About Milan

   

Milan is not only one of the most beautiful Italian cities but it is also considered the Italian economic and finance center, with the headquarter of the Stock Exchange and of many of the most important industrial and financial businesses of Italy, having a population of 1.3 million.

   

It is also the Italian symbol of fashion and design: it hosts many of the main Italian fashion maisons and international design fairs, such as " Settimana della Moda" (Milan Fashion Week) and the "Salone Internazionale del Mobile" (Milan Furniture Fair).

   

Milan is rich of universities, research institutions, and art schools that attract students from around the world.

   

The city offers to visitors the possibility to admire a wide range of monuments, museums and buildings reflecting the vestiges of history and culture left by the people who lived here.

   

The origin of Milan is to be traced back to the early part of the 4th century B.C. and a first settlement of Insubric Gauls.

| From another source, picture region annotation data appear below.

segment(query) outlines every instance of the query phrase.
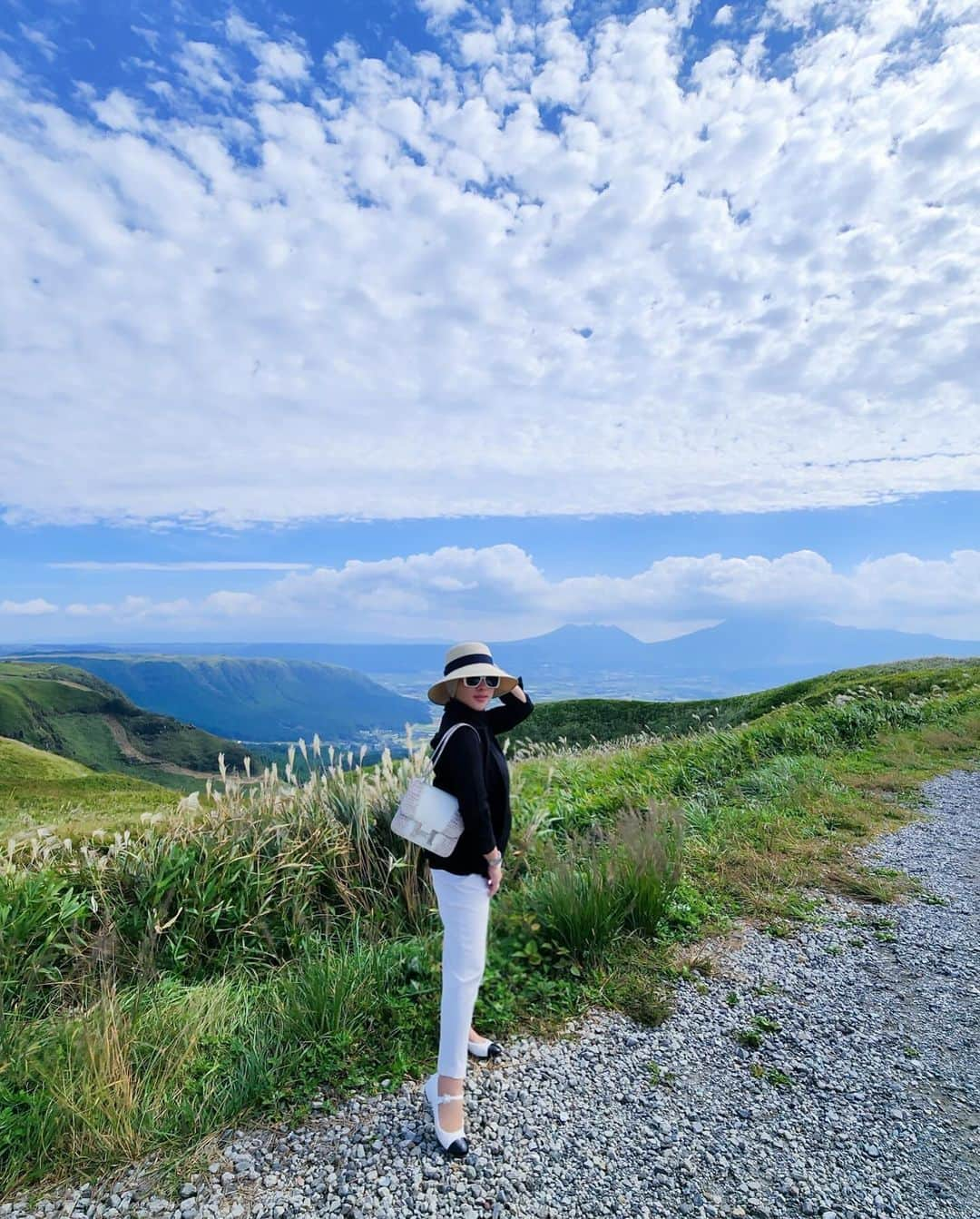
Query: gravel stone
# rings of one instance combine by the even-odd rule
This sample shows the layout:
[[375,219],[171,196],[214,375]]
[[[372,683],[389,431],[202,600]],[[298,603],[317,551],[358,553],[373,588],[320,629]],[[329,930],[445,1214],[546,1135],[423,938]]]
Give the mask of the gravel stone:
[[706,945],[712,974],[679,983],[657,1029],[594,1009],[556,1041],[510,1041],[469,1068],[463,1162],[406,1082],[297,1129],[225,1131],[178,1199],[134,1165],[0,1215],[980,1219],[980,773],[924,801],[859,852],[921,897],[811,894],[813,925]]

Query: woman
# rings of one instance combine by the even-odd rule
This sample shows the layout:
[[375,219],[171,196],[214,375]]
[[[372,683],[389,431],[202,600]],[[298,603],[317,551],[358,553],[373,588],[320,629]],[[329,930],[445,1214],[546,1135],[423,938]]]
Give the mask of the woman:
[[[486,709],[494,696],[502,707]],[[425,1080],[439,1142],[452,1156],[466,1156],[463,1082],[467,1053],[495,1058],[495,1041],[470,1025],[486,964],[490,898],[500,889],[503,853],[511,836],[511,784],[497,734],[527,719],[534,705],[520,678],[494,663],[485,644],[457,644],[446,652],[442,677],[429,698],[445,706],[435,747],[455,724],[435,764],[434,784],[460,801],[463,833],[452,855],[423,851],[442,920],[442,1000],[439,1019],[438,1074]]]

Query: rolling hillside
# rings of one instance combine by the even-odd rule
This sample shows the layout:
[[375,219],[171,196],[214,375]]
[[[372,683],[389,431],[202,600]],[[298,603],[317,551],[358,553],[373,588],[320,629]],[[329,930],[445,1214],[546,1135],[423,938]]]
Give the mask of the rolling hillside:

The name of the settlement, later Latinised to Mediolanum, indicated the central position of the site (middle place).

   

The ancient Roman remains, the Duomo, one of the largest cathedrals in the world and an important example of Gothic architecture in Italy. The Castello Sforzesco that hosts the Michelangelo’s “Pieta Rondanini”. The church of Santa Maria delle Grazie where is the famous masterpiece “The Last Supper” by Leonardo da Vinci. Expo 2015 is the next scheduled Universal Exposition and between 1 May and 31 October 2015 will be hosted in Milan. The Expo goal is no longer to show the latest advances in technology, but rather to address the challenges that human mankind faces nowadays. The Expo’15 theme will be: Feeding the planet, energy for life. It would be therefore great hosting BMSD 2015 in Milan, an particularly at Politecnico di Milano, founded in 1863. Many important scientists and architects studied and taught there, among them Achille Castiglioni, Gio Ponti, Renzo Piano and Aldo Rossi, both Pritzker Prize in 1990 and 1998 respectively, and Giulio Natta, Nobel Prize in Chemistry in 1963. Politecnico takes part in several research and training projects collaborating with the most qualified European universities. Politecnico’s contribution is increasingly being extended to other countries: from North America to Southeast Asia to Eastern Europe.